Ружан – довольного вида толстяк в сложном белом тюрбане, украшенным громадной брошью, и белоснежном халате в пол – бросал на гостей снисходительно-доброжелательные взгляды, иногда склонял голову набок в честь приветствия кого-то особо важного. Судью он картинно не замечал – знал, что у того не может быть к правителю претензий. Ввиду отсутствия официальных проверочных бумаг.
Пока.
Аид, глядя на показное равнодушие смуглого усатого Аттлиба, улыбался настолько нехорошо и криво, что гости растекались перед Судьей в стороны, как клопы перед стопой гиганта.
Ничего. Для всего придет время.
И хорошо, что сегодня не нужно работать, потому что мысли его совсем не там, где им требовалось быть, не там и не о том. Если Нова вычислит причастных быстро, возможно, уже сегодня он закроет дело о шахте, подпишет заключение и поставит на сгиб листа тяжелую печать. А завтра, быть может, завтра – море, палуба декки, обратный маршрут. С каким наслаждением Санара вдохнул бы сейчас запах волн…
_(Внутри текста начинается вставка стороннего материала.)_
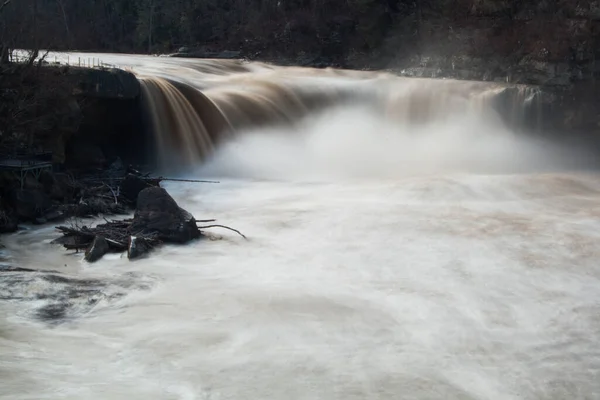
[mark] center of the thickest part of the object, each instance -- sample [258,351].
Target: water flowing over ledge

Музыка плыла мимо его слуха, как и чужие разговоры. Не интересовали ни полуобнаженные дамы, выписывающие восьмерки руками на балконе, ни шепотки, ни сплетни, ни косые взгляды на его тяжелую мантию. Все расфуфырены до предела. На каждом первом – тонна макияжа, будь то мужчина или женщина, на каждом втором столько перстней, что не уместить ни в одну шкатулку.
А он незаметно искал ее.
Знал, что не найдет, но все равно украдкой рассматривал убранство – разрисованные орнаментом стены, лепной потолок, отделанные золотом обода колонн.
«Где ты, Нова? Какая ты?»
Неподвижный воздушный поток, разряженное поле частиц, облако под люстрой? А может, сейчас ты и есть люстра? Гобелен, дым от благовоний, никому не приметный магический глаз, не упускающий деталей? Ему хотелось ее почувствовать – касанием сквознячка к рукаву, дуновением на висок, скольжением по его щеке невидимых пальцев…
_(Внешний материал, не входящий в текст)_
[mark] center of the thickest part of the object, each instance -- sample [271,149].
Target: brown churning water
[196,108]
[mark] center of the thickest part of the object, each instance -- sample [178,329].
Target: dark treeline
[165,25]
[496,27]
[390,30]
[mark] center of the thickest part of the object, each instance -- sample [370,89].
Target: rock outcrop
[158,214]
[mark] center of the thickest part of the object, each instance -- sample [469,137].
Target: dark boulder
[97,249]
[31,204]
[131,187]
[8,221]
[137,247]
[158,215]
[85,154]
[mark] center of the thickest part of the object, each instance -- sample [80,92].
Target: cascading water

Ему просто… ее хотелось. И до мягкой щекотки на уровне инстинктов нравилось ее желание играть, умение это делать, нравилась ее простота и сложность. Незамысловатость летящей в луче пылинки, многогранность кристаллической решетки мироздания. Они соприкасались даже тогда, когда их тела этого не чувствовали, они постоянно находились на волне невидимой рации – ты здесь? Я здесь.
Он мог бы пребывать в вакууме посреди беснующейся толпы до бесконечности, отделенный от всех прозрачной стенкой пузыря, наполненного чувственными переживаниями о том, что, наверное, скоро случится…
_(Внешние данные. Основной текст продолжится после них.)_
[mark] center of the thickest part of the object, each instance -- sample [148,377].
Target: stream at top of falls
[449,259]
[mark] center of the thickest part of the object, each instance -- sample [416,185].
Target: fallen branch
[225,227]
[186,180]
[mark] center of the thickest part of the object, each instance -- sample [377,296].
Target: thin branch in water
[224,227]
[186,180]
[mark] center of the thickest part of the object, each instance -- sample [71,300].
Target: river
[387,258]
Но подошел вдруг близко-близко неприятный высокий субъект – лысый, с впалыми щеками и крючковатым носом. Бледный, в дорогой одежде. Советник ружана. Чужую злость, вкупе с нервным беспокойством, Санара ощутил еще до того, как лысый открыл рот, полный коричневатых зубов.
– Честь имею, – представился «орел», – Догу Серкан, правая рука достопочтеннейшего ружана Аттлиба, его золотой советник по делам государственной важности.